Hill led the NBHL in goals during the 1936-37 with 18 in 15 games. That same year, his team competed for the Allan Cup, and Hill tallied 22 points in 14 games. Signed as a free agent by the Boston Bruins in 1937, he spent most of the season with Providence Reds of the IAHL.
He did make his NHL debut that year, however, appearing in six games for Boston. The following year he was a full time Bruins forward, playing in 46 regular season and 12 playoff games to help the Bruins to the Stanley Cup championship. Hill earned his nickname this playoffs by scoring a record three successive overtime goals. The following year, he again played exclusively in Boston, putting up 20 points in 38 games. At the end of the 1940-41 season with the Bruins, Hill was again hoisting the Stanley Cup.
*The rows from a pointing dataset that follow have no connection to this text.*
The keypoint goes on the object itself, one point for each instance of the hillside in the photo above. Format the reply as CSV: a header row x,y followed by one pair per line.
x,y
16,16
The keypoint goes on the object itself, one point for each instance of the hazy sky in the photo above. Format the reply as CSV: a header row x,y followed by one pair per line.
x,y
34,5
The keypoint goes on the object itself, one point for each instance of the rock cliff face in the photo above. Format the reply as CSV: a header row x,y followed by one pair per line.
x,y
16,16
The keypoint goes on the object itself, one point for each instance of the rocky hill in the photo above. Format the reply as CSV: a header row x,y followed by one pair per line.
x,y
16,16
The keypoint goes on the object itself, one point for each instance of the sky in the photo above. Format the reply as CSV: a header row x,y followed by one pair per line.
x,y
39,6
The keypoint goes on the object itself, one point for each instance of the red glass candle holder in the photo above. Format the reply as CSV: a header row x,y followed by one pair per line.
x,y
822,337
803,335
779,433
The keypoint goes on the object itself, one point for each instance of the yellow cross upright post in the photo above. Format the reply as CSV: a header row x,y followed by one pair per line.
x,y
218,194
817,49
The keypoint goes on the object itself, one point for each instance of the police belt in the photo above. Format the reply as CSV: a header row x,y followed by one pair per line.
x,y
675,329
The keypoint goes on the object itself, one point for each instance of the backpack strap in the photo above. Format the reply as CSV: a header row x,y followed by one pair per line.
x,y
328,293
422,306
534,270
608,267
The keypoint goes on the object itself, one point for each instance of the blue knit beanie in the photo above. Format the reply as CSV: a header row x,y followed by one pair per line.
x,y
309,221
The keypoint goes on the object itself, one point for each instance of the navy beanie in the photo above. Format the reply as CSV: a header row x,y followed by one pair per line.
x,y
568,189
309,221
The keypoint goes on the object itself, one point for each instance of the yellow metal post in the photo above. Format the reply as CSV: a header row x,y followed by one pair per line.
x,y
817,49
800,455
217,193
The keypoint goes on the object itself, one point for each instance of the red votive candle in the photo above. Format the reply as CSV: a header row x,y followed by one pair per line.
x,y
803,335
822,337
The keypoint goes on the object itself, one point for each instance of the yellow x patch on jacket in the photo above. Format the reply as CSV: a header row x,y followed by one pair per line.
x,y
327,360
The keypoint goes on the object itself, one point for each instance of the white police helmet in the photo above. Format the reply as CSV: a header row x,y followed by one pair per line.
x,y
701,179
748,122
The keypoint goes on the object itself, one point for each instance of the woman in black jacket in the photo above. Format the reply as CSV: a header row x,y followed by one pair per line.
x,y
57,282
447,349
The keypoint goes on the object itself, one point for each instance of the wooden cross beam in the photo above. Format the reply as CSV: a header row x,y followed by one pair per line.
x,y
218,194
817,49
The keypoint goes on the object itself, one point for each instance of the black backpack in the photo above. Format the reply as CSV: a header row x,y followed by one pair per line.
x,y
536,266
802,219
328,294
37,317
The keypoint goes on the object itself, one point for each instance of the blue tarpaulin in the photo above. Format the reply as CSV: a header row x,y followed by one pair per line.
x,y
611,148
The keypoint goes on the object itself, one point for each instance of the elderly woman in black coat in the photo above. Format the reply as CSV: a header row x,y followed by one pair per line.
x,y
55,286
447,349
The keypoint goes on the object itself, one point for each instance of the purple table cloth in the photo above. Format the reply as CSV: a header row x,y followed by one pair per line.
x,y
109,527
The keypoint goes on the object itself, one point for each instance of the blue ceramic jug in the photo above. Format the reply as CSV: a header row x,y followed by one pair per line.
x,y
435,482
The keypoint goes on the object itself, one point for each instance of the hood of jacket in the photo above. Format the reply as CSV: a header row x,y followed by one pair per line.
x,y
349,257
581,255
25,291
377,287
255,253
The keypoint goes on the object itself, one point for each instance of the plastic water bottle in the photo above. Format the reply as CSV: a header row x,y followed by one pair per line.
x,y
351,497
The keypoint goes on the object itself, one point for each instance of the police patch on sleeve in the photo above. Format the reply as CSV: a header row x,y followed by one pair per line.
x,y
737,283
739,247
That truned out to be his finale in Brooklyn, as he was traded to the Brooklyn Americans for cash in June. In 47 games with Brooklyn , Hill tallied 37 points. His rights were transferred to Toronto during the special dispersal draft in October 1942, and suited up for 49 games with the Leafs, contributing 44 points. A broken ankle 17 games into the 1943-44 season sidelined Hill until the following fall, when he came back to help the Leafs to the 1945 Stanley Cup championship.
He played 35 games for Toronto the following year, and was then sent to the Pittsburgh Hornets of the AHL. He played the next two seasons for the Hornets, and the following four for the Regina Caps before retiring from play in 1952.